The core approach replaces dense transforms with parallelizable block-diagonal rotations (2D Givens for PlanarQuant, 4D quaternions for IsoQuant), exploiting KV cache vector sparsity. This O(d) method decorrelates vectors before scalar quantization. "Deferred quantization" maintains FP16 during prefill, quantizing only during decode, minimizing error and dequantization overhead in optimized attention kernels.

Quick Start & Requirements

Integration via the llama.cpp fork (feature/planarquant-kv-cache) is recommended.

• Install: Clone the repository (git clone https://github.com/johndpree/llama-cpp-turboquant.git), checkout the specific branch (git checkout feature/planarquant-kv-cache), and build using CMake, enabling CUDA (-DGGML_CUDA=ON) or Metal (-DGGML_METAL=ON) as needed.
• Prerequisites: CUDA toolkit for NVIDIA GPUs, or Metal for Apple Silicon.

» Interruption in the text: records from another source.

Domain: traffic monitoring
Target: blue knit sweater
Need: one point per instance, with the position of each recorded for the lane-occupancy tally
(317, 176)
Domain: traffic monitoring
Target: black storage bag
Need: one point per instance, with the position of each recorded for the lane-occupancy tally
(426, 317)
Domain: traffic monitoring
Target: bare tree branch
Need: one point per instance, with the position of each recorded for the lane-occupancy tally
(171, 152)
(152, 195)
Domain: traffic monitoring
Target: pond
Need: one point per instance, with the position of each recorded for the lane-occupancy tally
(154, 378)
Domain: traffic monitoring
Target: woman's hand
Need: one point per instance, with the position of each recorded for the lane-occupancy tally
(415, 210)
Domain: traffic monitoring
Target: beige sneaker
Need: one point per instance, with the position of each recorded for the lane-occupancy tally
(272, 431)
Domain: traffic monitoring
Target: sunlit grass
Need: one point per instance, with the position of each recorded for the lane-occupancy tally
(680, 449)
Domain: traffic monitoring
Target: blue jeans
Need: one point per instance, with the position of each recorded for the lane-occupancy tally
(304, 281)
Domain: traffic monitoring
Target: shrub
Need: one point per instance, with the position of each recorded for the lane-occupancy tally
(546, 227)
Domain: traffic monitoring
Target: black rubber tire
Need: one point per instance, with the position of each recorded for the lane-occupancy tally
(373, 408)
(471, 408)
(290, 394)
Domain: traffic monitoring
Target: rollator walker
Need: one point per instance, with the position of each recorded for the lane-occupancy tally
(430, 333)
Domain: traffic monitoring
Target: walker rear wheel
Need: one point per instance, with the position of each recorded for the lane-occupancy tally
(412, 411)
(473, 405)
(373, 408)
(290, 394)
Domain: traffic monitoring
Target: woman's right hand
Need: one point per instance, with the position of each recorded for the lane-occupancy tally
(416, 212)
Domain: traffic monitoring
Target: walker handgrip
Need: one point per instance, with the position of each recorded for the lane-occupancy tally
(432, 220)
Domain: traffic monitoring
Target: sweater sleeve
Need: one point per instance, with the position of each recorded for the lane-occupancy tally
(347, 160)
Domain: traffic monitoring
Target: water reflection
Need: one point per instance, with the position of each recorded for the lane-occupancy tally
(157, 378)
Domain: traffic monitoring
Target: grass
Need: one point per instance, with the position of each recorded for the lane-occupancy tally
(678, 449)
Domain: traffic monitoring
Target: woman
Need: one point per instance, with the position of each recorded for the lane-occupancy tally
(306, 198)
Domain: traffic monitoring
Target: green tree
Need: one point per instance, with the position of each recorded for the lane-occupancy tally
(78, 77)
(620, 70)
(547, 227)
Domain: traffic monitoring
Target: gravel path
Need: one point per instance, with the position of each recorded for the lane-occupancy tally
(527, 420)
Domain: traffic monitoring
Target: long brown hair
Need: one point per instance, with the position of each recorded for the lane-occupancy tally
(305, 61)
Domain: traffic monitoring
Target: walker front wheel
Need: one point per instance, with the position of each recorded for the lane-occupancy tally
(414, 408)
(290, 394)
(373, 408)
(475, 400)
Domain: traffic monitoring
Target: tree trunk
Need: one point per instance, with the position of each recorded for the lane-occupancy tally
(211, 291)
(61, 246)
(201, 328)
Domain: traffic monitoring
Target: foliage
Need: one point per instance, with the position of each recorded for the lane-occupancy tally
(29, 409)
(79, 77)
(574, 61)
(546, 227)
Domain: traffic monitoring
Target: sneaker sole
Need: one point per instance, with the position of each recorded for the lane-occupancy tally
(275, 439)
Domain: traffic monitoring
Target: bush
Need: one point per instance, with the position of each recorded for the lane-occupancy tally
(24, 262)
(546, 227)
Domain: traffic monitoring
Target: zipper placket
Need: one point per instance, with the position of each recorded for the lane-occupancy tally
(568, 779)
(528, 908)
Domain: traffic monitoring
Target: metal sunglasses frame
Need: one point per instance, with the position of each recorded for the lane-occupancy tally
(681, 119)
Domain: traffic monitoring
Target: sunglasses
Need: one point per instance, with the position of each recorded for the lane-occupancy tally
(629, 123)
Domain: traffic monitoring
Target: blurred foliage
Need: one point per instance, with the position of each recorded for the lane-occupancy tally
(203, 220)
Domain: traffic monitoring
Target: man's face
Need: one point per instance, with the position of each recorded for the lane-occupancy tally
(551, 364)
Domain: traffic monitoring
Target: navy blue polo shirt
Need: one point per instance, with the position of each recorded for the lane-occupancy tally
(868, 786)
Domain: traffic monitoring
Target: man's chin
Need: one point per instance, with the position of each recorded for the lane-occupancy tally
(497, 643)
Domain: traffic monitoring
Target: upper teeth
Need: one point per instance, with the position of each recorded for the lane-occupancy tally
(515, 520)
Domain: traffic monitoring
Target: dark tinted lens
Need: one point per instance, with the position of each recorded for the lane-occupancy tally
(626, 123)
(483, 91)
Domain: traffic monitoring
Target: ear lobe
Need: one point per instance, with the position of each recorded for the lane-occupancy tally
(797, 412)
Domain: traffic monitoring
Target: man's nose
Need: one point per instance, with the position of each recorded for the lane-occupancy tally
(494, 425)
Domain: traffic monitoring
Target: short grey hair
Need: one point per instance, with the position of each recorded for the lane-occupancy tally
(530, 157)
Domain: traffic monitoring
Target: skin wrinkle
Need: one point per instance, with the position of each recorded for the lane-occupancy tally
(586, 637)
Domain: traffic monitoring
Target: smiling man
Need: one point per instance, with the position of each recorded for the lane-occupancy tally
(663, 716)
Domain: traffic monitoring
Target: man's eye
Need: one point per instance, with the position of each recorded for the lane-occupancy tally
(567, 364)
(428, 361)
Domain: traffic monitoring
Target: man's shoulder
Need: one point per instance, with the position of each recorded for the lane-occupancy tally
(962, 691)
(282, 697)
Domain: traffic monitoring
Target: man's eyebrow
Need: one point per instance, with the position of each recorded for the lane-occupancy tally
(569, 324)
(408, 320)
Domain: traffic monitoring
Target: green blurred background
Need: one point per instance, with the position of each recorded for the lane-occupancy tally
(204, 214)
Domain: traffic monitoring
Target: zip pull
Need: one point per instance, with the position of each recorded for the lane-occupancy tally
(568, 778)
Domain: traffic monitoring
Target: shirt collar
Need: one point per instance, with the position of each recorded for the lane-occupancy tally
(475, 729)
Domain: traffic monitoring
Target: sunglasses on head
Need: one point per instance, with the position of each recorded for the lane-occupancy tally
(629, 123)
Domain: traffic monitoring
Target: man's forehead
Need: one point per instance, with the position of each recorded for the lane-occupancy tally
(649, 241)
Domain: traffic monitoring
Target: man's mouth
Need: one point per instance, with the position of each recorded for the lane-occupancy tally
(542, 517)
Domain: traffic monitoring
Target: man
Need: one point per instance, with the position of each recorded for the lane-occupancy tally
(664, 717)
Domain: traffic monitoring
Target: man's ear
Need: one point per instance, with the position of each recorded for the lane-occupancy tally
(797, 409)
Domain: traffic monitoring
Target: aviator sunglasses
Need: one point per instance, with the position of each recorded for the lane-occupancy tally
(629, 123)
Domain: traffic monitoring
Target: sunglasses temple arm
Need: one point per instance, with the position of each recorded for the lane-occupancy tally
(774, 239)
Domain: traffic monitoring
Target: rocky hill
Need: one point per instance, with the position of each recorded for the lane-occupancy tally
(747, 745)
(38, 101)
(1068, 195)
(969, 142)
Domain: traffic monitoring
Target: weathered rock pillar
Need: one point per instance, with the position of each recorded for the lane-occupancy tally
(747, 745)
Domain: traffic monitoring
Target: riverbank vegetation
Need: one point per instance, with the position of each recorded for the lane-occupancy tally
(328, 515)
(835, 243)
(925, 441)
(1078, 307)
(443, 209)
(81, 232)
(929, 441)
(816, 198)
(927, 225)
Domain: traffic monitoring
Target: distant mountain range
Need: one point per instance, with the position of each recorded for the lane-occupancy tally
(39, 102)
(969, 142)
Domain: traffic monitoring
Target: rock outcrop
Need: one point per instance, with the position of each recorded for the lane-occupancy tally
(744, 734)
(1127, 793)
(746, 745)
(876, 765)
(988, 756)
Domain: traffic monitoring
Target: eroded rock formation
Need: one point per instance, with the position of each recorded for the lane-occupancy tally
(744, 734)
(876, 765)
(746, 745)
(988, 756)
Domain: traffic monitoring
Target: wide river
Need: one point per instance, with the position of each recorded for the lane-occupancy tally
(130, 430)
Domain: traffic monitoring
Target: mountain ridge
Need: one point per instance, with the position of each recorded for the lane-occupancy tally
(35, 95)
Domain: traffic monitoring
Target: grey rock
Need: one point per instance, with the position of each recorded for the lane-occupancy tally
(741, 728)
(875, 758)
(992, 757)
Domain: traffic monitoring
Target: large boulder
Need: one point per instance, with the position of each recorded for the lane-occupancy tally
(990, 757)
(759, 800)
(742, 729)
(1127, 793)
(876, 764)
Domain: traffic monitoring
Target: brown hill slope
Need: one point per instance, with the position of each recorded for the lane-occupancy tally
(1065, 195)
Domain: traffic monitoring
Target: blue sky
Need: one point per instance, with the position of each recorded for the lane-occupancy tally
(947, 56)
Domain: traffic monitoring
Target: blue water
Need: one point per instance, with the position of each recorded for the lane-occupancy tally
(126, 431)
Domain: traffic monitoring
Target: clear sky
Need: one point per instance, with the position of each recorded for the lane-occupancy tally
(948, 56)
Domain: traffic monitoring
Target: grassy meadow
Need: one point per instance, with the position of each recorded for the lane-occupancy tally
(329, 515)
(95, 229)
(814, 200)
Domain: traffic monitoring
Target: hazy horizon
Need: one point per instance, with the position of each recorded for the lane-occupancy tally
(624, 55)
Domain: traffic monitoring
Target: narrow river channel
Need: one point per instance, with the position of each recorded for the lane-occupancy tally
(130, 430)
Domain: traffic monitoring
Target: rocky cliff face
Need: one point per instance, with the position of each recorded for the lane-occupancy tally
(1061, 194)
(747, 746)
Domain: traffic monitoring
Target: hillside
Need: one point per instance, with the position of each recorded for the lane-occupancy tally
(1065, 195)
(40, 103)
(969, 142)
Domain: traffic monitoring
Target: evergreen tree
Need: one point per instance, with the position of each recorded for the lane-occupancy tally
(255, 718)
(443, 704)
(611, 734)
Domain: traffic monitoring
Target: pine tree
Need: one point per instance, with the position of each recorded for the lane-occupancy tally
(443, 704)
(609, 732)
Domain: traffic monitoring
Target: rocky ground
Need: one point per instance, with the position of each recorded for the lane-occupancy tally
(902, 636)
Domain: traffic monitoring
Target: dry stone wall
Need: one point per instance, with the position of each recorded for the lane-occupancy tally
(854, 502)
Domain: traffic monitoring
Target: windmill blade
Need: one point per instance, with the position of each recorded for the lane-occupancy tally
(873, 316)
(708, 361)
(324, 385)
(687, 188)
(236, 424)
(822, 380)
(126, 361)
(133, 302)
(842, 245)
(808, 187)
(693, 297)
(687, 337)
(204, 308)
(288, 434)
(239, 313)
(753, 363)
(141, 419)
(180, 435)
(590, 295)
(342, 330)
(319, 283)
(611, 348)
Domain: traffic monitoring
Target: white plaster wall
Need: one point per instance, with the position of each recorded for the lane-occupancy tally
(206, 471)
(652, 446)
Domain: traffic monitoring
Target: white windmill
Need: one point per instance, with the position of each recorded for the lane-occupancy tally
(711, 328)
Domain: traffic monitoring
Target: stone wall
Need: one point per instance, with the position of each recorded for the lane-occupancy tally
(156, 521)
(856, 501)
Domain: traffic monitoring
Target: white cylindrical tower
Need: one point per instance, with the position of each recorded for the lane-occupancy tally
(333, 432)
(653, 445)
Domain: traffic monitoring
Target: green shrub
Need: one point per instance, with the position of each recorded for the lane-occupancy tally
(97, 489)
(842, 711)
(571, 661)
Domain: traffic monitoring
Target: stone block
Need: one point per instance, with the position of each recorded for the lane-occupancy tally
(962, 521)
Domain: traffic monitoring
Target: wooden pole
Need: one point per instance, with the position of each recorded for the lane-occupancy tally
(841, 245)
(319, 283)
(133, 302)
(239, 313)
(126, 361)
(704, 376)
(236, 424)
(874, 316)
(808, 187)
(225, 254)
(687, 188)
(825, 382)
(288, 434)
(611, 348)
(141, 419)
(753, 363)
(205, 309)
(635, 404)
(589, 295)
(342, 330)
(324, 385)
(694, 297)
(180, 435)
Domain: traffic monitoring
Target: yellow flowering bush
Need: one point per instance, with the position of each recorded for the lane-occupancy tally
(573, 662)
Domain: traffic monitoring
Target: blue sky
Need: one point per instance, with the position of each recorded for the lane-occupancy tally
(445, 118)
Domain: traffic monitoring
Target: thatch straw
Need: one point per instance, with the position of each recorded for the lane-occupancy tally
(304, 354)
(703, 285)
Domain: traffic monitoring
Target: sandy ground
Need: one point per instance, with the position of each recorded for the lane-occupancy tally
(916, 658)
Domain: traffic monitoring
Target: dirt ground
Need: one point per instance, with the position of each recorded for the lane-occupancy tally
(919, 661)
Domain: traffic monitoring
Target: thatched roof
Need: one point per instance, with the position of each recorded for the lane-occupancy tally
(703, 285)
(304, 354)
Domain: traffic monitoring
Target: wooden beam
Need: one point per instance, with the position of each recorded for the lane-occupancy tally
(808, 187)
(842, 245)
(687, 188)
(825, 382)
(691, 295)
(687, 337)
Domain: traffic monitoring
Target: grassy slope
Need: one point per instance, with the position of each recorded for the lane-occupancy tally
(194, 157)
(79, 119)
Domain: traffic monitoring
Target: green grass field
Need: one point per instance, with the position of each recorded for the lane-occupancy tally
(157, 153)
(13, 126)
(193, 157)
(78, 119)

Python and the datasets library are required for perplexity benchmarks.
• Usage: Run llama-server or llama-bench with specific --cache-type-k and --cache-type-v flags (e.g., iso3, planar3).
• Links:
  • llama.cpp fork: https://github.com/johndpree/llama-cpp-turboquant.git
  • Python/Triton integration: pip install -e . && pip install triton

Highlighted Details

• Performance: Outperforms TurboQuant: better PPL (6.91 vs 7.07), 28% faster decode, 5.3x faster prefill, and uses 44x fewer parameters.
• Compression: Achieves up to 10.3x compression (3-bit symmetric) and 5.1x compression (K-only).
• VRAM Savings: Demonstrates significant memory reduction, e.g., saving 260MB at 8K context with 3-bit symmetric compression.
• Architecture: Evolved from complex Clifford rotors (RotorQuant) to efficient IsoQuant (4D quaternion) and PlanarQuant (2D Givens) block rotations.

Maintenance & Community

Recent commits (April 1, 2026) indicate active development on the llama.cpp integration branch. Key design contributions for IsoQuant and PlanarQuant are attributed to @ParaMind2025. No specific community channels (like Discord or Slack) or formal roadmap links are provided.

Licensing & Compatibility

The project is released under the MIT License. This permissive license allows for broad compatibility, including use in commercial and closed-source applications without significant restrictions.

Limitations & Caveats

The original RotorQuant implementation is research-grade and uses Triton. Production-ready IsoQuant and PlanarQuant backends are integrated into llama.cpp. While quality is competitive, perplexity scores for compressed caches are slightly higher than the FP16 baseline. Performance characteristics vary based on the specific combination of K and V cache quantization types used.